Les patients Covid demandent beaucoup de soins et ce qui me frappe le plus, c’est leur durée. Ils restent des jours, des semaines, hospitalisés. Cela dépend de l’état de chacun avant leur admission, mais c’est vraiment des soins au long cours. Même ceux qui ne sont pas en réa, c’est long. Certains ont des aides respiratoires à des niveaux très élevés, ce sont des litres d’air, avec des taux d’oxygène importants.  Et pour ceux qui sont intubés et ventilés, ils peuvent rester deux, trois semaines.
 

Il faut qu’on évite les complications, alors on surveille les points d’appui, on masse avec des huiles, pour ne pas avoir de problème de circulation ou des escarres par exemple liés à des alitements prolongés ou à la position assise. On s’organise pour grouper les soins avec, tous les matins, les toilettes, les soins d’hygiène et la prise des constantes (température, hémodynamique…). Il y a aussi les pansements éventuels.

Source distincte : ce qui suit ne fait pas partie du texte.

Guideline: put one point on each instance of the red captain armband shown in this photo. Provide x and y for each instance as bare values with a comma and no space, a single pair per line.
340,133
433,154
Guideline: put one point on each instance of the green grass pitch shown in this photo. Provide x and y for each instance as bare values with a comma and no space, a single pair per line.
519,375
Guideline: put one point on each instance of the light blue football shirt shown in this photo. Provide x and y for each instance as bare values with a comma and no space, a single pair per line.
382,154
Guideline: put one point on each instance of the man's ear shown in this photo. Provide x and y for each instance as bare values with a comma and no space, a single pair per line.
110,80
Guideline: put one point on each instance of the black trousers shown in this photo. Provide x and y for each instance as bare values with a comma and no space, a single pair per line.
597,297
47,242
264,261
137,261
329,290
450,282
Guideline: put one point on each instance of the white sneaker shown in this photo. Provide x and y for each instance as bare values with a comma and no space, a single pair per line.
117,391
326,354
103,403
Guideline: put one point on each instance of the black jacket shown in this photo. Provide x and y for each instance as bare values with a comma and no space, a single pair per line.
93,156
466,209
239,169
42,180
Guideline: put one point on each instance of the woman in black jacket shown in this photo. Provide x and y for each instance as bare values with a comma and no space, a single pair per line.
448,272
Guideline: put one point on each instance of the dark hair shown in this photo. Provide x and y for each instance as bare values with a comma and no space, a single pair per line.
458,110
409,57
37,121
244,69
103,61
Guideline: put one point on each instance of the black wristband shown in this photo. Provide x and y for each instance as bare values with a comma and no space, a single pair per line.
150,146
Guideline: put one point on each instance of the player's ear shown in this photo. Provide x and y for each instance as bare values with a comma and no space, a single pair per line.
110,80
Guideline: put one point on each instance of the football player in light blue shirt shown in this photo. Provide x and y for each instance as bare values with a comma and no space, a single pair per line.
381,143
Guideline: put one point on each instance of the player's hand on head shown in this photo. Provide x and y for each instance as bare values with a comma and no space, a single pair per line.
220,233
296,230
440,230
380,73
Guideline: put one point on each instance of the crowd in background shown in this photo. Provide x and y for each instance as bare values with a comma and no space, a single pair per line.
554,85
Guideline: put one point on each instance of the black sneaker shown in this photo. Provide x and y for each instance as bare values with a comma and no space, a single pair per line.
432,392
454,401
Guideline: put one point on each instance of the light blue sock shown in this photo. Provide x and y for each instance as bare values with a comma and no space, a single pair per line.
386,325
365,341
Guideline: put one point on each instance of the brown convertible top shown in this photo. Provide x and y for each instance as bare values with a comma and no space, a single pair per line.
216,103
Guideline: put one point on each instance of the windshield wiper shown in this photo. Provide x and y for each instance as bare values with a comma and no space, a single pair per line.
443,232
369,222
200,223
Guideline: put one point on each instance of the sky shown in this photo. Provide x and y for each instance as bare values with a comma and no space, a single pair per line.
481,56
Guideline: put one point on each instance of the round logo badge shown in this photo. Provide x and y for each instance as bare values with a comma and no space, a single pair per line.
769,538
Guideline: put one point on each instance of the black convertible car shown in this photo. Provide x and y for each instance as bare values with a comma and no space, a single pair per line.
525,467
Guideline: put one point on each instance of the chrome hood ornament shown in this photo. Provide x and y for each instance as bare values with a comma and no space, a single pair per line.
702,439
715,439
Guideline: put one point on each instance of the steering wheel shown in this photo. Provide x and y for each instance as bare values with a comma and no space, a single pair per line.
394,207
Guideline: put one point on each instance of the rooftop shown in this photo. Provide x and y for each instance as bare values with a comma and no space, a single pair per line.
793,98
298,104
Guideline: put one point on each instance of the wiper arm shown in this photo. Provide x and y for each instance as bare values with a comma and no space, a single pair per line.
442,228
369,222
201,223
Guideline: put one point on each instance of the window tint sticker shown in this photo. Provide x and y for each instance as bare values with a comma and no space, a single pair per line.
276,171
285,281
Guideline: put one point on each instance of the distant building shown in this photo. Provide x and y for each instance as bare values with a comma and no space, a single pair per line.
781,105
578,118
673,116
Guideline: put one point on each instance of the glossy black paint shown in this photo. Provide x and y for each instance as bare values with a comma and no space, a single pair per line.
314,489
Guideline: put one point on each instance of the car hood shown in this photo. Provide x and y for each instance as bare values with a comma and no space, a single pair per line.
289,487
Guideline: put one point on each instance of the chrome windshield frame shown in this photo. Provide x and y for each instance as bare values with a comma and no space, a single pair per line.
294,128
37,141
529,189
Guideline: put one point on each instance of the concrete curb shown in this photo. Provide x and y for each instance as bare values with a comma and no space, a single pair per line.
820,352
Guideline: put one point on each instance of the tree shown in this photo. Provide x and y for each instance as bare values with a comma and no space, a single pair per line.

Nous sommes aussi un lien avec les familles. Ce sont les médecins qui leur donnent les informations médicales, mais nous les avons aussi au téléphone, on les accompagne car évidemment, il n’y a aucune visite. J’essaie de transmettre ce que l’on vit, au jour le jour, sans mettre de filtre, car c’est sur le fil du rasoir. On peut avoir l’impression d’une amélioration, et puis ça rechute. C’est compliqué avec ce virus, je reste constamment sur mes gardes. Mais je suis content de faire tout ça et de le faire avec les autres, en équipe, on arrive de différents services, on ne se croisait pas vraiment avant, mais là on fait le boulot ensemble, nous sommes complémentaires. 


Être dans l'action


Pour le moment, Christophe n’arrive pas encore à savoir si son travail lui pèse, s’il le trouve difficile. Il explique se mettre en condition et ensuite, c’est le métier qui parle, et ses trente ans d’expérience. A l’avenir, comme d’autres, il se posera ces questions. Pour le moment, il est dans l’action.

Pour le moment, mon impression, c’est que notre région a pu éviter un afflux incontrôlé de patients, ça a été maitrisé, on a même pu prendre en charge des patients d’autres régions. Je crois que le confinement décrété alors que l’épidémie nous avait encore peu atteints a joué un rôle crucial, c’est mon espoir.
Après, pour la suite… Je ne sais pas. Il faut tous qu’on reste responsabilisés pour éviter les contaminations. Je crains un peu un relâchement. Il ne faudrait pas que cela arrive, avec les vacances scolaires et l’annonce d’une date de déconfinement. Moi, je reste encore dans une organisation au jour le jour.